United States District Court, S.D. Texas, Houston Division

March 23, 2018

KRYSTAL BERRY, Plaintiff,
v.
ALBIN GOLLA AND MISSIONARIES OF THE COMPANY OF MARY, INC., Defendants.

          MEMORANDUM AND OPINION ON THE DEFENDANT'S MOTION FOR SUMMARY JUDGMENT

          Lee H. Rosenthal Chief United States District Judge

         The Missionaries of Mary move for summary judgment on the basis that, as a matter of law, they are not responsible for the actions of the co-defendant, Albin Golla. (Docket Entry No. 22). Based on a careful review of the motion, the response, and the reply, the record evidence, and the applicable law, the motion for summary judgment is granted, for the reasons explained below.

         I. Background

         This case arises out of an October 2015 car accident. The plaintiff, Krystal Berry, was driving on October 9, 2015, a Friday evening, in Houston, Texas. The defendant, Albin Golla, failed to yield the right of way, drove through a stop sign, and hit Berry's car.

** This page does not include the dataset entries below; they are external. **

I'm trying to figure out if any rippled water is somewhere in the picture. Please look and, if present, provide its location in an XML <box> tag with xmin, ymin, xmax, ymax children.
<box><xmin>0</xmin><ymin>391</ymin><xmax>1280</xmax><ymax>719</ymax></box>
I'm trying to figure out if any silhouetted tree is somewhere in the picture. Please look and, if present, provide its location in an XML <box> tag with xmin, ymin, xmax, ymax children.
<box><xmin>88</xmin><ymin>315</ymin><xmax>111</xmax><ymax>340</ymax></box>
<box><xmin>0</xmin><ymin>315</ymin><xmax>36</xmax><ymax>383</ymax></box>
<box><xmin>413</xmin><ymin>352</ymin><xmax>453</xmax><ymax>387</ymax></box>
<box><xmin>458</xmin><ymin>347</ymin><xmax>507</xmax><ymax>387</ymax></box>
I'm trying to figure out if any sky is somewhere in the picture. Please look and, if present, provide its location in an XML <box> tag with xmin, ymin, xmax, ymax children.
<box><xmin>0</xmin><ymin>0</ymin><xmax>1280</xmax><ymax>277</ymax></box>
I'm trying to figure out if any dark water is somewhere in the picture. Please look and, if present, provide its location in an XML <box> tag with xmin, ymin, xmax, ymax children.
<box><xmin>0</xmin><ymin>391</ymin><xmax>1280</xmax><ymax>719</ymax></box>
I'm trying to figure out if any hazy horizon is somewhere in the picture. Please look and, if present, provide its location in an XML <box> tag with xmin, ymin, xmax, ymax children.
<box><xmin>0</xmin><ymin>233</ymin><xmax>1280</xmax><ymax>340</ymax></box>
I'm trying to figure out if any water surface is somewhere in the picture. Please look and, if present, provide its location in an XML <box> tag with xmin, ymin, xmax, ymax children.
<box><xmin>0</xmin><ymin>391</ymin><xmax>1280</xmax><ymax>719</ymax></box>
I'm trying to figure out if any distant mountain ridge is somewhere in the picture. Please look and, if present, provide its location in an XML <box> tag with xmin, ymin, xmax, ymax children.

         Golla was 87 in October 2015. He was a member of the Missionaries of Mary, a Catholic missionary order. “The missionary work done by its members, among other things, consists of devotion to and promoting the Catholic faith and participating in charitable causes.” (Docket Entry No. 22-1). Members of the Missionaries of Mary do not receive an income. Any income from their charitable work or any money they receive-including Social Security benefits-is paid directly to the Missionaries of Mary, which in turn covers its members' living expenses as they arise. Golla lived in New York. He volunteered once a week as a hospital chaplain. His only income was through Social Security, paid to the Missionaries of Mary bank account.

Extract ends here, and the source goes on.